Comme avant, il est difficile d’observer la coalescence pour les gouttes sur une surface trop mouillante ce qui rend difficile l’analyse de l’évolution du champ de vitesse. On voit par contre des vitesses dans les deux fluides vers la zone du ménisque.

  • Coalescence des gouttes posés à α = 60°, 100 itérations et temps physique de 0,000166 s.

On focalise la zone de grande courbature et on regarde une échelle de temps inférieur pour observer l’évolution gravative au début du phénomène.
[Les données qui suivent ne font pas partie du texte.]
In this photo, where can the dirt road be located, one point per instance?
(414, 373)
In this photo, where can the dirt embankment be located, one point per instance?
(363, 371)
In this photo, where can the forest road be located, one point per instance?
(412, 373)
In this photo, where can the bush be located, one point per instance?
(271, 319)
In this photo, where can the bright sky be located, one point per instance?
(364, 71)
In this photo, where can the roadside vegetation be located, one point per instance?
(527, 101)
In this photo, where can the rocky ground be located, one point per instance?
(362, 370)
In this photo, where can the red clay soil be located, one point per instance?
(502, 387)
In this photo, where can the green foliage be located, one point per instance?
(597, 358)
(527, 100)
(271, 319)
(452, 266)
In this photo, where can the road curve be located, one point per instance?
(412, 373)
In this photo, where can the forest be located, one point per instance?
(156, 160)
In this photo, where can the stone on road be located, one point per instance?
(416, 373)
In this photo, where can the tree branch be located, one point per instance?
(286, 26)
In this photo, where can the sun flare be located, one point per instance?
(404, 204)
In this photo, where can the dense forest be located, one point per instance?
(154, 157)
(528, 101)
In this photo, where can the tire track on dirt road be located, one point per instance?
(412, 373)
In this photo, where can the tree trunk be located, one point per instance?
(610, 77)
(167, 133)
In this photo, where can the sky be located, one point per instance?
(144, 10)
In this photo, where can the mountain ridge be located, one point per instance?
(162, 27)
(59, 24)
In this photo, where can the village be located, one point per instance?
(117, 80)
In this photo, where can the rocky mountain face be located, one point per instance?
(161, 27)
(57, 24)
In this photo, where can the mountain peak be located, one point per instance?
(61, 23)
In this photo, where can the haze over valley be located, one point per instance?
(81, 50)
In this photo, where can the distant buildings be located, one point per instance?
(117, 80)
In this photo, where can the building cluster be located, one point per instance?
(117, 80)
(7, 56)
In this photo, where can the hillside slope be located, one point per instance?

On observe effectivement un flux des deux fluides vers le centre, c’est à dire le ménisque, mais ce flux change de direction vers le haut tiré par le déplacement de l’interface. On remarque que les flux de fluide ne se croisent pas, alors il y a pas de mélange entre eux. Le graphe à droite montre la valeur de la composante horizontale (vitesse 0) et de la composante verticale (vitesse 1) de la vitesse le long de la droite blanche qui passe par le ménisque. Le graphe montre qui la vitesse verticale prédomine et la vitesse horizontale n’est différent de zéro que très proche de la paroi.

  • Coalescence d’une goutte suspendu sur une posée à α = 60°, 1000 itérations et temps physique de 0,00166 s

 

On réalise la même analyse pour la goutte suspendu, mais le résultat est équivalent à l’antérieur. Les vitesses vers l’extérieur sont induites par le déplacement de l’interface et ici aussi on n’a pas de flux croisés de vitesses entre les fluides. Le graphe montre les deux composantes de la vitesse (horizontale comme vitesse 0 et verticale comme vitesse 1) et on remarque que la vitesse horizontale prédomine loin de l’interface mais si on y est approché la vitesse change de direction et la direction verticale devient prédominante. Ce cas diffère des deux gouttes posées car la vitesse verticale est dans les deux sens, vers le haut et vers le bas.